Pack up the Ice cores and get ready to party: the continuing tradition of antarctic entertainment

May 2, 2003

The garage has become a hive of activity, writes Nathan Keen.

All the snow blowers, Caterpillars and SkiDoos are gone. Carpenters are fashioning a stage from food boxes and spare shuttering plywood. A palaeontologist is hanging painted bed sheets to cover the tool boards on the walls, and a glaciologist is attaching coloured lights to a lifting beam. As ever, we are working with minimal supplies and the most inventive of people.

We are preparing for Folk Night. This is a one of the great traditions of base life at Rothera, the British Antarctic Survey's largest station, sited on the western edge of the Antarctic Peninsula. It is a night to celebrate the end of the summer season, when all the deep-field parties return to base after weeks living in tents on spartan rations.

This is the time to finally relax, and release is provided in a free-for-all of stage-based entertainment. For weeks, people have been practising songs, learning to play drums, writing poetry or conjuring up the most evil of comedy routines. Every member of the base has been involved in some capacity, from beakers (scientists - so called from The Muppet Show ) playing guitars to meteorologists dressing as coal miners and engineers as drag queens.

Folk Night may be unusual, but it is not an isolated event. There have been various attempts at organised entertainment since I have been going south.

A notable one was Through The "Pit Room" Keyhole - a day of intrusive filming followed by a contrived panel game that ridiculed members of staff in the cause of morale-boosting entertainment. Another memorable instance featured an excitable radio officer who became convinced that he was James Bond. He recruited a camerawoman to record an adventure involving every person in the base for a film in which he battled evil forces to win the girl and save the Antarctic from being melted by a death ray.

Rothera, a large base with its long summer season, tends to stage the most lavish events, but other bases get in on the act, too. Halley is sited much further south on an ice shelf and has only a six-week season. In temperatures that freeze skin in minutes, every available hour is used for work. So we try to lift morale during the five-week voyage to the base and on the return journey.

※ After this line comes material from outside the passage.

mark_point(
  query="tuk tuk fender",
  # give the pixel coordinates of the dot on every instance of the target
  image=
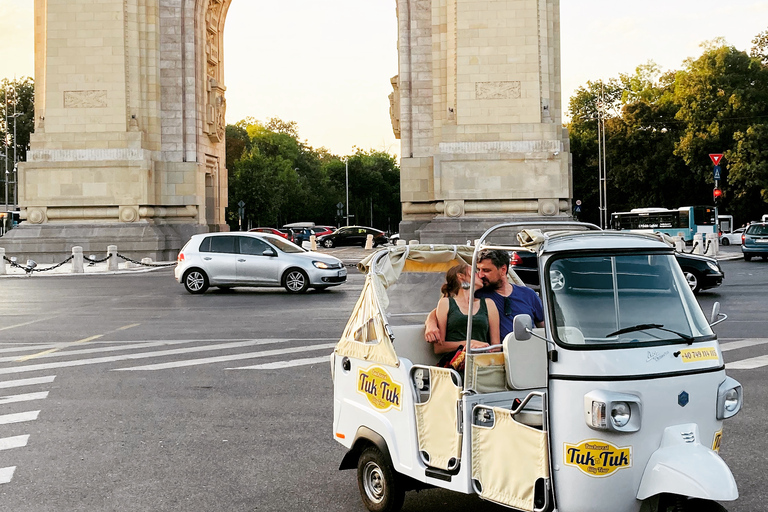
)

From playing a central role in many of these events, I have found that ordinary people from every walk of life can become close friends and reach far into their personalities to provide merriment and escape. It may not be the formal theatre of Scott's day, but in this age of television, we have to perhaps dig deeper to make our entertainment. The Antarctic brings many things to the brave traveller, but the most unexpected is this desire to be part of something bigger and to escape the inhibitions of modern life.

Nathan Keen, facilities manager at Halley, has spent almost two years in the Antarctic since 1999. He acts as a part-time entertainment coordinator and once performed the Sex Pistols' Pretty Vacant in full bondage kit.